During the initial fermentation some headspace is okay since you have yeast and to a lesser degree escaping co2 to scrub the oxygen out of the wine. It is when aging that you really want to eliminate any possible contact with oxygen because the wine no longer has that same protection.

What you should do is purchase a carboy, in your case 6 gallon, to rack into once your initial fermentation is complete.

Also, when topping up it is usually best to use the same grape juice that the wine is made from, or second best, some of last year's vintage of the same wine, or third best, any other of your wines that are very close in composition and quality, or fourth best, a reasonable close relation in wine, and only as a last resort would you use water to top up.
 
So could I use a low-quality wine? Or let's say I have a lot of left over shiraz. Would/could I just throw that in a Merlot and hope for the best? If not, would two cheap jug wines suffice?
 
You don't want to top up until after fermentation is finished. I'm not sure from what you said if the wine is finished or not.
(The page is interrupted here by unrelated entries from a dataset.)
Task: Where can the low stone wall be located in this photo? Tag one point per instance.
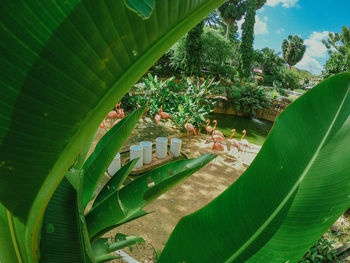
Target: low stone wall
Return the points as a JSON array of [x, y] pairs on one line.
[[269, 114]]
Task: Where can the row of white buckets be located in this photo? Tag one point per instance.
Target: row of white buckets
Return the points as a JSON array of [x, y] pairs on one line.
[[143, 151]]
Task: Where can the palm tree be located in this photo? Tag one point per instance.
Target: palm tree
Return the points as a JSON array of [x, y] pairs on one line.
[[293, 50]]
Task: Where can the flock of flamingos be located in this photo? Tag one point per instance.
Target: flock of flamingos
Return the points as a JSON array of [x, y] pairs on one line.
[[213, 135]]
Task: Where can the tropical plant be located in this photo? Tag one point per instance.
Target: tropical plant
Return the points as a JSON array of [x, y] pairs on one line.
[[194, 49], [58, 85], [268, 61], [246, 48], [218, 57], [67, 63], [293, 50], [338, 46], [321, 251], [191, 97], [233, 10], [197, 102], [273, 94]]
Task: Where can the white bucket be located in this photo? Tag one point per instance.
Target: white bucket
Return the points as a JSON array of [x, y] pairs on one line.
[[136, 151], [115, 165], [161, 147], [147, 151], [175, 147]]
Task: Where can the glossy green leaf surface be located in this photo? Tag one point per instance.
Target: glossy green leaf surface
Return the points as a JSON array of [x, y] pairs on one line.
[[115, 182], [64, 66], [305, 161], [11, 235], [122, 204], [102, 247], [143, 7], [61, 239], [109, 145]]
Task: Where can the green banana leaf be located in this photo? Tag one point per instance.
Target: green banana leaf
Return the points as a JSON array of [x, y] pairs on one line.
[[102, 247], [110, 144], [65, 65], [128, 201], [115, 182], [61, 238], [306, 161]]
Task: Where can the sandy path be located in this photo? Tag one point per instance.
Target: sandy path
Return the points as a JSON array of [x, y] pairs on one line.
[[194, 193]]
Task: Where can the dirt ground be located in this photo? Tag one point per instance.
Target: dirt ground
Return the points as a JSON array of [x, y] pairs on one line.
[[194, 193], [191, 195]]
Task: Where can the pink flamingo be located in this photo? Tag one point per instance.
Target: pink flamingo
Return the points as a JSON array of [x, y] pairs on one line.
[[157, 118], [102, 125], [234, 142], [244, 142], [216, 131], [208, 128], [112, 114], [189, 127], [217, 147], [163, 114], [114, 123]]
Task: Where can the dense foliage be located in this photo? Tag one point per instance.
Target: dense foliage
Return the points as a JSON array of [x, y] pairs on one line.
[[321, 251], [338, 46], [219, 56], [246, 99], [233, 10], [246, 47], [190, 97], [293, 49]]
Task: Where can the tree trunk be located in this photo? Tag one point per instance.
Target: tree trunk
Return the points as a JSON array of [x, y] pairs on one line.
[[227, 31]]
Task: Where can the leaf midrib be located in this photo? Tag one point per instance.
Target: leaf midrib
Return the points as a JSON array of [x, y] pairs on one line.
[[292, 191]]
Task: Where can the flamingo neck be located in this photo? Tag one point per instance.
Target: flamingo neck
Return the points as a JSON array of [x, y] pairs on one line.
[[208, 122]]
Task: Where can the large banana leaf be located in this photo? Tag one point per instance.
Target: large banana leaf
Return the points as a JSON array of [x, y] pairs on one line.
[[98, 162], [305, 162], [120, 205], [64, 65]]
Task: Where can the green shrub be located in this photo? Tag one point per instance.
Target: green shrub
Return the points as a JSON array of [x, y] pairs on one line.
[[247, 99], [273, 94], [188, 98], [321, 251]]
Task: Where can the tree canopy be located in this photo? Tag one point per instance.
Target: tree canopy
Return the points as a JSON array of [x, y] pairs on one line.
[[233, 10], [293, 49], [338, 46]]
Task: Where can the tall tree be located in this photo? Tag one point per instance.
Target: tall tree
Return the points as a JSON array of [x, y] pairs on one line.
[[193, 47], [293, 50], [233, 10], [246, 48], [338, 46]]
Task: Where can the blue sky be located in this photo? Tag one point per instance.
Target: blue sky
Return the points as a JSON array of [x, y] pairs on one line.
[[310, 19]]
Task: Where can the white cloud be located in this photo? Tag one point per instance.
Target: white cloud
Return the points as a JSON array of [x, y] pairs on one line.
[[280, 31], [315, 47], [285, 3], [260, 27], [310, 63]]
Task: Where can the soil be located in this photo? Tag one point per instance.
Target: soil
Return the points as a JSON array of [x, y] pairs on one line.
[[194, 193]]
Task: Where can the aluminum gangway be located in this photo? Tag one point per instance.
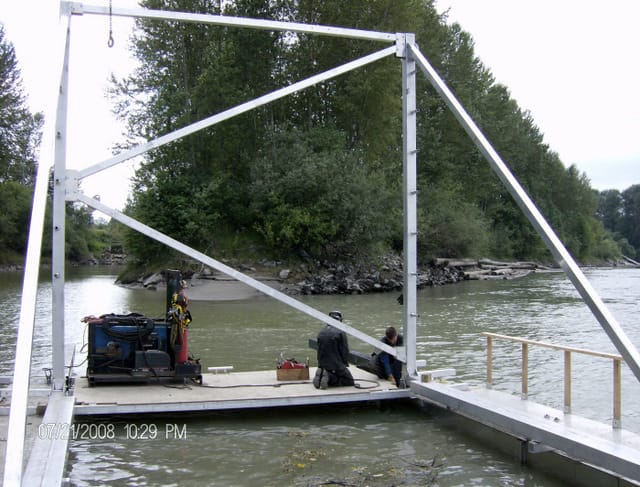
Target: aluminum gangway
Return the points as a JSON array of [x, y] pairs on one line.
[[66, 185]]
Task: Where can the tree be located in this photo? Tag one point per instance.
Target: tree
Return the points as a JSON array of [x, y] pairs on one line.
[[19, 129], [19, 139], [630, 224]]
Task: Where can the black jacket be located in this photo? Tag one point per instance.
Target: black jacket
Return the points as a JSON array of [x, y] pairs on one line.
[[333, 349]]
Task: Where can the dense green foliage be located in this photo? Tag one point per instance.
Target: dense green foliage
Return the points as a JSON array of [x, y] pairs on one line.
[[319, 173], [20, 134], [619, 212]]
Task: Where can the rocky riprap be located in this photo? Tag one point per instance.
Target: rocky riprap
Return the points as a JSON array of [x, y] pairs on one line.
[[332, 278]]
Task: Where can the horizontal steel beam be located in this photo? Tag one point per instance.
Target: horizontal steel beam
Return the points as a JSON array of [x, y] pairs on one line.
[[237, 110], [228, 21], [219, 266], [553, 243], [49, 453]]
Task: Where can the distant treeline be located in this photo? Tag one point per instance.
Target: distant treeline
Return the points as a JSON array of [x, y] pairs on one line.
[[319, 173]]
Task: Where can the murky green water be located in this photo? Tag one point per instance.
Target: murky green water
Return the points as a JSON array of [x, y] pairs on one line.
[[390, 444]]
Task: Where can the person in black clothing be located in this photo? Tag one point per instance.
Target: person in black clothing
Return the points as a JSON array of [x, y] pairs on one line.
[[333, 351], [389, 365]]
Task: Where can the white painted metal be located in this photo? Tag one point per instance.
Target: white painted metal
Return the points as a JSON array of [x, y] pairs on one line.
[[579, 438], [410, 204], [22, 366], [219, 266], [237, 110], [49, 453], [346, 33], [59, 225], [553, 243]]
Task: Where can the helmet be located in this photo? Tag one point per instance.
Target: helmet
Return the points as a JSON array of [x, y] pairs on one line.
[[336, 315]]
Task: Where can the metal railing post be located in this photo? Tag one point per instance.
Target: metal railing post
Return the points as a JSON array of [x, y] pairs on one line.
[[489, 362], [525, 370], [617, 365], [617, 394], [567, 381]]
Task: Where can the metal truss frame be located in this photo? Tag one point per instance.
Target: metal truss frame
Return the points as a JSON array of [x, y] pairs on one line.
[[66, 188]]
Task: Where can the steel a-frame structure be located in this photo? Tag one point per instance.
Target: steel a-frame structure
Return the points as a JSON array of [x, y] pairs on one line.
[[66, 188]]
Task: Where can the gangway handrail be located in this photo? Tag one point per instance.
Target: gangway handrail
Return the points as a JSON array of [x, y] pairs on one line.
[[617, 376]]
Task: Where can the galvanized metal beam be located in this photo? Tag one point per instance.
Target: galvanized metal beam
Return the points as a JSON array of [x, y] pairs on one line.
[[410, 205], [58, 253], [22, 367], [223, 20], [219, 266], [553, 243], [237, 110]]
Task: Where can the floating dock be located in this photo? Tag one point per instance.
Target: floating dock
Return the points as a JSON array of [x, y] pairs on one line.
[[575, 449], [227, 391]]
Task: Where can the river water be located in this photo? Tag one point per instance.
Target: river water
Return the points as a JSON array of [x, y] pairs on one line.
[[391, 444]]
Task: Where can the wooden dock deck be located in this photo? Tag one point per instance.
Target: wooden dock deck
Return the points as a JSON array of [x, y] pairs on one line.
[[226, 391]]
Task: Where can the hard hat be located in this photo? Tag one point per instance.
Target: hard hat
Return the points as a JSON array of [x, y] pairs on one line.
[[336, 315]]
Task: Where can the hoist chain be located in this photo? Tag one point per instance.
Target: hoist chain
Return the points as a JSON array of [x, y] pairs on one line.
[[110, 42]]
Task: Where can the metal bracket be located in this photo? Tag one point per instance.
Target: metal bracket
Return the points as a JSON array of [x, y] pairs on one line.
[[402, 39], [401, 44], [537, 447]]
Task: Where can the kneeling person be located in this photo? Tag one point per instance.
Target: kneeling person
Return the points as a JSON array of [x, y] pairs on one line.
[[333, 351]]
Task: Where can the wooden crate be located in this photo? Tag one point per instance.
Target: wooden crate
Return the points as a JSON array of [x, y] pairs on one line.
[[293, 374]]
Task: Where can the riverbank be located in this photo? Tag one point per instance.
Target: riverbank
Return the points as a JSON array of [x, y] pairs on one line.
[[335, 278]]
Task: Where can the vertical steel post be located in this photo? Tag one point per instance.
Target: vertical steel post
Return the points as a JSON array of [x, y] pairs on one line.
[[562, 256], [410, 204], [489, 362], [525, 371], [567, 382], [58, 238]]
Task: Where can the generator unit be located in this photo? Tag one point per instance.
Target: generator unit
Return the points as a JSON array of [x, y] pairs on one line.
[[136, 348]]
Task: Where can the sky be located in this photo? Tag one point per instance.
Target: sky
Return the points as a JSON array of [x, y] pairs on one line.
[[573, 64]]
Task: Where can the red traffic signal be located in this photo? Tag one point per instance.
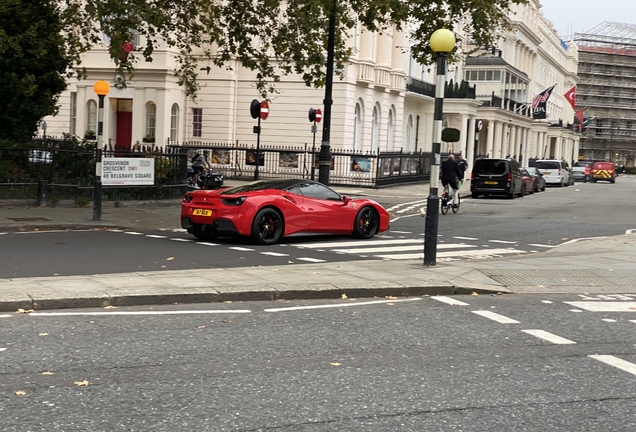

If it's finished, you don't want to leave it in a bucket, topped up or not. The reason is that the bucket is very wide, and even topped up, the headspace is far too much. You want to rack the beer to a carboy, so that you have only about an inch (right where the mouth is) of headspace.
 
okay, so the wine was finished and i bottled it a week after i moved it into the bucket and topped it off (it still tastes amazing so I got lucky). Can I degass it after fermentation and just bottle it immediatly?
 
Like Yooper said, you top off the wine in the carboy. This topping process usually requires about a quart of liquid and most wine kits are made a little "thick" to allow the addition of a quart of extra water during the topping process. An extra gallon of water is far too diluted and I don't know that there's really any way to fix it now.